Как в Германии и Австрии, политическое развитие Франции и Италии не удовлетворяло четырем условиям, предложенным выше. В обоих странах два последних условия выполнялись плохо, по крайней мере, до недавнего времени. К тому же Италия в течение шестидесятилетнего дофашистского периода существования парламентской демократии едва ли удовлетворяла первому условию, поскольку ей не удалось создать большой и лояльный средний класс. Между тем – беспрецедентный факт, не имеющий, вероятно, аналогий в Западной Европе – насилие и репрессии государства против социалистов, анархистов, профсоюзов, других рабочих организаций должны были усилить недоверие и враждебность рабочих классов по отношению к парламентским институтам. Более того, Италия выполнила второе условие скорее поздно, отменив ограничения и введя всеобщее избирательное право для мужчин лишь в 1912 г.: результатом было резкое троекратное увеличение электората. 1-ая мировая война, последовавшая после выборов 1913 г. и быстрый коллапс парламентской демократии после войны означал, что в Италии, как и в Германии и в Австрии, борьба за лояльность фактически началась два десятилетия назад. Пока что, как делает ясным очерк Самуэля Барнса, исход не ясен.

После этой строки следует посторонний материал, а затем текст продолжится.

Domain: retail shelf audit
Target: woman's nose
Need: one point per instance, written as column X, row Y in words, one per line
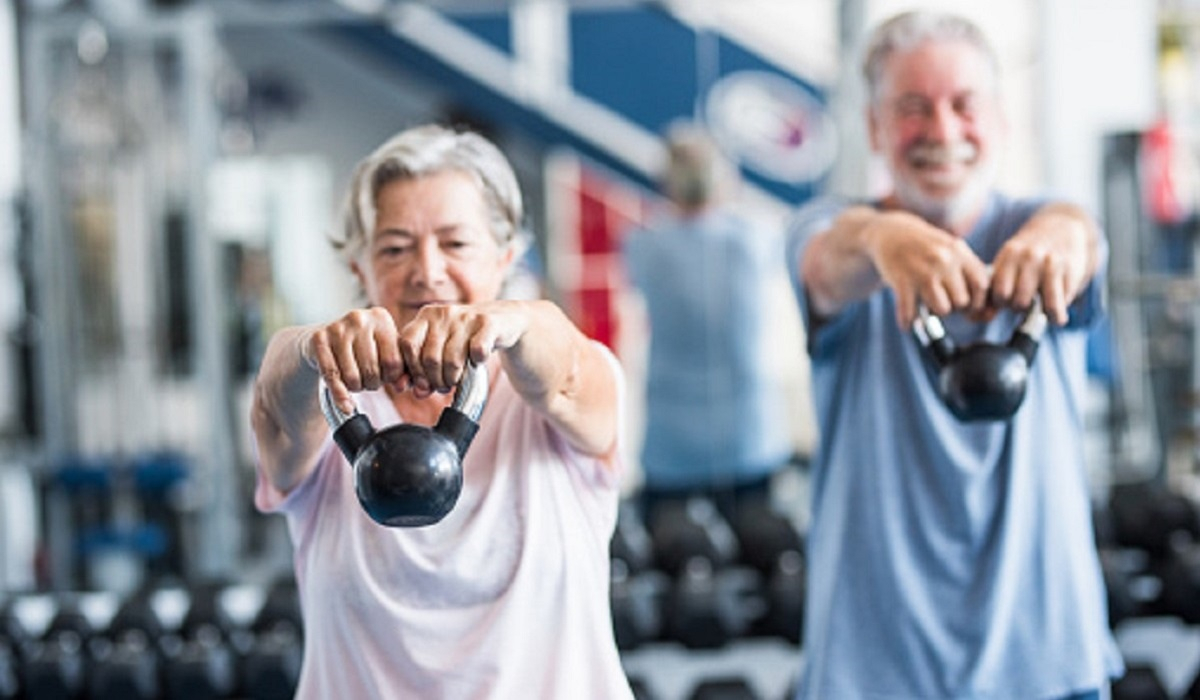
column 431, row 263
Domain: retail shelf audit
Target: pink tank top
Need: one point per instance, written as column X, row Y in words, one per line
column 507, row 597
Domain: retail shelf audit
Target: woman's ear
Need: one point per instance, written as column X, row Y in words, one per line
column 359, row 276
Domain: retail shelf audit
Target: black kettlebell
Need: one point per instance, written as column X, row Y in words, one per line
column 411, row 476
column 982, row 381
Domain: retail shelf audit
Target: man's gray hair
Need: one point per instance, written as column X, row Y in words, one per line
column 429, row 150
column 907, row 30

Позволите мне завершить наше обсуждение тремя выводами:
Во-первых, в 7 из 9 европейских стран, рассмотренных нами, политика по отношению к страте рабочих привела к состоянию, которое имеет много общего с традиционным положением американских рабочих. Американцы, вероятно, считают желательными любые изменения, которые сблизили бы европейские системы с их собственной . Но проблема не столь проста.
Во-вторых, никто не может игнорировать очевидный факт, что вплоть до сего времени в Италии и Франции история шла иным путем. Еще не ясно, особенно в Италии, как крупнейшая группа избирателей рабочего класса, голосующая за коммунистов, мирно интегрируется в жизнеспособную политическую систему.

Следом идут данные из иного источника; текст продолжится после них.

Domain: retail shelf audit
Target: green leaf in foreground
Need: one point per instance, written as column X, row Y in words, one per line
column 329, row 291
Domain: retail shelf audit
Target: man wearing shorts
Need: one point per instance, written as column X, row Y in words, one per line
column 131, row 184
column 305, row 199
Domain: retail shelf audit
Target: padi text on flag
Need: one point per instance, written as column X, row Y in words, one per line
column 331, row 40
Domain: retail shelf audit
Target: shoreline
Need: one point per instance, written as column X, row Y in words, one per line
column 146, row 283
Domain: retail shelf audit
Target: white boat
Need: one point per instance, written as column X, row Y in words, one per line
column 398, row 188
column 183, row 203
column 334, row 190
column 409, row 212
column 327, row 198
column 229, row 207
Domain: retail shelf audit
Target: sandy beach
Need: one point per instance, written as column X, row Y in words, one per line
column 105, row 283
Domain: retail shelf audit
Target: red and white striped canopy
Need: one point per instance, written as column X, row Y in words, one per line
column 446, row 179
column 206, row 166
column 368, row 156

В-третьих, когда левые партии приобретают устойчивое большинство голосов, проблема лояльности сдвигается от рабочего класса к страте «белых воротничков»: низшим средним стратам, профессиональным группам, бизнесменам. Проблема возникнет в самой крайней форме в Италии, если там когда-либо будет коалиционное правительство с участием коммунистов. И как долго может быть отстранена от участия в правительстве вторая крупнейшая национальная партия, которую поддерживает больше всего рабочих физического труда? В гораздо более умеренной форме проблема стоит в тех странах, где левые партии стали крупнейшими партиями и контролируют правительство: наиболее значительны Швеция, Норвегия и США, где партии, представляющие консервативные средние классы, не в состоянии контролировать национальное правительство большую часть последних 30 лет. В какой степени консерваторы (в скандинавском или в совершенно ином американском смысле) станут политически отчуждены вследствие своего продолжительного исключения от участия в правительстве своих стран? Конечно, американские правые кажутся столь же полностью враждебными преобладающим тенденциям в современной американской политике, как когда-то рабочие классы США. И забастовка бельгийских докторов в 1964 г. показывает, как далеко может зайти в оппозиции правительству профессиональная группа.